«Toutes les vies méritent d’être racontées, transfigurées par le souvenir, la mienne autant qu’une autre», dit la cinéaste Paule Baillargeon qui, pour son onzième film, propose une oeuvre hybride qui fait un retour sur sa propre carrière. Regard à la fois dur et tendre, lyrique et pertinent, objectif et sensible sur elle-même et ce qu’elle a accompli. Le tout avec un grand sens de l’équilibre. Produit par l’Office national du film où la cinéaste était en résidence au cours de la dernière année, Trente tableaux est présenté en première mondiale au FNC.

Q: Pourquoi ce projet maintenant?

R: « J’étais prête à faire ce film et j’en avais le désir. Je voulais lever certaines ambiguïtés. Les artistes ont souvent le sentiment d’être mal compris et je voulais m’attarder à ce genre de dévoilement. De plus, une résidence à l’ONF me permettait de travailler librement sur un projet. Je n’aurais jamais eu une si belle opportunité de travailler ainsi à mi-chemin entre documentaire et fiction.»

Q: Ce travail a-t-il été fait dans le bonheur ou la douleur?

R: «Dans le bonheur (voix attendrie). Dans le plaisir et la joie! J’avais la distance nécessaire pour accomplir le film. Jamais je n’aurais pu faire cela plus jeune. C’est un film de maturité. C’était agréable. J’étais bien entourée, entre autres par la productrice Colette Loumède. Et quel bonheur de se retrouver durant six mois avec le monteur Michel Giroux. Il fallait qu’il se montre très créatif avec les éléments que je lui fournissais pour son travail.»

Q: Vous dites dans le film, qu’enfant, vous n’étiez pas bonne en dessin. Pourtant, une bonne partie du film est constituée de vos dessins en animation. Une sorte de rattrapage?

R: «Oui, petite, ma mère disait que je n’étais pas bonne pour dessiner. Elle a fait faire un de mes dessins d’école par une autre personne. J’ai été longuement bloquée. J’ai mis vingt ans avant de prendre un papier et un crayon et de me dire: Allons-y! À partir de ce moment, je n’ai jamais arrêté. Aujourd’hui, dessiner est pour moi un grand bonheur. Je ne pense à rien. Mes dessins me racontent. Je dirais même qu’ils me précèdent. Ils expriment mes humeurs.»

Q: Il y a peu d’éléments urbains dans votre film, pourquoi?

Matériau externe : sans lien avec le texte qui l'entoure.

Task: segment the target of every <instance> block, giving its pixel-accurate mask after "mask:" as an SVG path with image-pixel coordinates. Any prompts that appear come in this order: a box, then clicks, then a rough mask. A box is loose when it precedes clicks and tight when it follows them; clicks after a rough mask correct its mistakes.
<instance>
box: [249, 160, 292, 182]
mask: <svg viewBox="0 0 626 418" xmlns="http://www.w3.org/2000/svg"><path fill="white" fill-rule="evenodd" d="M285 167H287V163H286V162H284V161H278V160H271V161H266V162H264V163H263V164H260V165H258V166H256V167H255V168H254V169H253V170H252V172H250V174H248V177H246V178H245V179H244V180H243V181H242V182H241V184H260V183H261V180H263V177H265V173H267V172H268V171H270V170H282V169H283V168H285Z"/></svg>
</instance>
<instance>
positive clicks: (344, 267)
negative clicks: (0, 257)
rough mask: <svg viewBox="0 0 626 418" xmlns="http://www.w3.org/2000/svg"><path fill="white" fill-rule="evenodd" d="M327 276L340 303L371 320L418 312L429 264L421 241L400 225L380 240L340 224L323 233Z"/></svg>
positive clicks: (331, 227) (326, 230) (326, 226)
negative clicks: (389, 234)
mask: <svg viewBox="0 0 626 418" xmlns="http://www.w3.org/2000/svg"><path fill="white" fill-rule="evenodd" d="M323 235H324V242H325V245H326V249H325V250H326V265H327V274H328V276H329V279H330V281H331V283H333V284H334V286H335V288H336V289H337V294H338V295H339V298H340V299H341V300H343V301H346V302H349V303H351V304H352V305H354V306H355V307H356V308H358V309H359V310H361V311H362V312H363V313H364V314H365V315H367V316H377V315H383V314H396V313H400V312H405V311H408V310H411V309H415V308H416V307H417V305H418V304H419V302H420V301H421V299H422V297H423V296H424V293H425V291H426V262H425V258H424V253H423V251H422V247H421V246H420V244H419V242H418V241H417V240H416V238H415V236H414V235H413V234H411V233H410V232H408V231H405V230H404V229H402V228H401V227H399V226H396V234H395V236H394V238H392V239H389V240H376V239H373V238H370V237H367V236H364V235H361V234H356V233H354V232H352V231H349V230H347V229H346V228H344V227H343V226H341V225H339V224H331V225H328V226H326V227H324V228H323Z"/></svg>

R: «Je suis restée éloignée de Montréal durant douze ans. J’y suis revenue il y a à peine deux ans et demi. Et puis, je suis une fille de l’Abitibi. J’aime la nature, la forêt, les lacs et les rivières. Dans le film, j’y vais et j’en reviens souvent. J’habite et j’aime la ville, mais on ne sort pas l’Abitibi de soi-même!»

Q: Vous vous attardez davantage à votre carrière de cinéaste que de comédienne. Pourquoi?
R: «C’est de ma carrière de cinéaste dont je voulais parler. Je ne voulais pas que le film devienne un curriculum vitae. Et je ne voulais pas aller dans ce qui est le plus connu de moi. Je suis une cinéaste dans l’âme.»